Two weeks before he was killed, completely out of the blue, he tells me he thinks it’s time to leave.”

“Change of heart, maybe?”

“No. It was a lot of little things—the way he lay awake at night, the fact that he was suddenly going to bed with a loaded gun in the nightstand. He probably didn’t think I noticed these things, but I did. He was worried about something. He was suddenly acting like a man on the run. Like a man who knew something he wasn’t supposed to know.”

“Such as?”

“The military is full of secrets.
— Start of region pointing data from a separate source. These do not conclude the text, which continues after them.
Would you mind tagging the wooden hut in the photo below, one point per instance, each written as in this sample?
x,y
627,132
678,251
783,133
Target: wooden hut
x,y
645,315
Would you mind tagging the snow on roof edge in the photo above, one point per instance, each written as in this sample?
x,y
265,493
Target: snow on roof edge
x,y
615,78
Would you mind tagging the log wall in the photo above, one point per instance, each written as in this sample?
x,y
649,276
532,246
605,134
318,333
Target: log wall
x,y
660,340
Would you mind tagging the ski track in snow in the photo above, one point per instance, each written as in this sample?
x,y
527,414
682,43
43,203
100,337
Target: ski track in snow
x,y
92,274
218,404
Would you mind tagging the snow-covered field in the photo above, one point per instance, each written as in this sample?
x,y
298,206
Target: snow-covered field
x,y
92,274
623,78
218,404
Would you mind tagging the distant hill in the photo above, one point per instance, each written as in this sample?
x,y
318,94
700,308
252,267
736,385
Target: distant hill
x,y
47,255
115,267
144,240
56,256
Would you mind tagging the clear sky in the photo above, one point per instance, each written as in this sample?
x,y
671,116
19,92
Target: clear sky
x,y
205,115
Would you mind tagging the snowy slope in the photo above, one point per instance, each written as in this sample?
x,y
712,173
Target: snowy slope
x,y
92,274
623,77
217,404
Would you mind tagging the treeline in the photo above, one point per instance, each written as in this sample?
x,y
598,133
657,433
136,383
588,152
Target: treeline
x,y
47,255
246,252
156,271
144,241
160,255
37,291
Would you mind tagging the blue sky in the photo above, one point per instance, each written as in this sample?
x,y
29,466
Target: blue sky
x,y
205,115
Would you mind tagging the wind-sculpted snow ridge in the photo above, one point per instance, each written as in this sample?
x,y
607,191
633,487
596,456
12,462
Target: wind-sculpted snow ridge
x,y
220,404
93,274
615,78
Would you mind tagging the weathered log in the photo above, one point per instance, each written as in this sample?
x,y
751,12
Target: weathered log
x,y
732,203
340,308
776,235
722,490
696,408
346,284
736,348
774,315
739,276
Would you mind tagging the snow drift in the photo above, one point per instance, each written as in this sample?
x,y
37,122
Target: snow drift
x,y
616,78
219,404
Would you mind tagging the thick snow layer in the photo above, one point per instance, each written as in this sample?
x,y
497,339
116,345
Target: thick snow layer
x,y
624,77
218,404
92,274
And plenty of people have died trying to keep them.”

“I need more than that.”

“Then help me find it, damn it.”

She was clearly frustrated, and Jack could understand it. He rose, walked around to the front of his desk, and took a more casual seat on the corner of it, no barriers between them. “Look, you’re probably thinking that lawyers defend guilty clients all the time, so why is this guy so obsessed with guilt or innocence. But this case is—”

“Different,” she said, finishing the thought for him. “I know.”

“You understand why?”

“Of course. You want what’s best for your,” she caught herself, then said, “for my son. Just as I do. Which is why I would never—even if I’d wanted Oscar dead—I would
never
have shot him in our house while our son was sleeping in the next room. Deaf or not. Does that make any sense at all to you, Mr. Swyteck?”

Jack met her stare, and suddenly the silence between them was no longer uncomfortable. It was as if the proverbial light had finally come on. “Yes, it does, Lindsey. And I think it’s probably time you started calling me Jack.”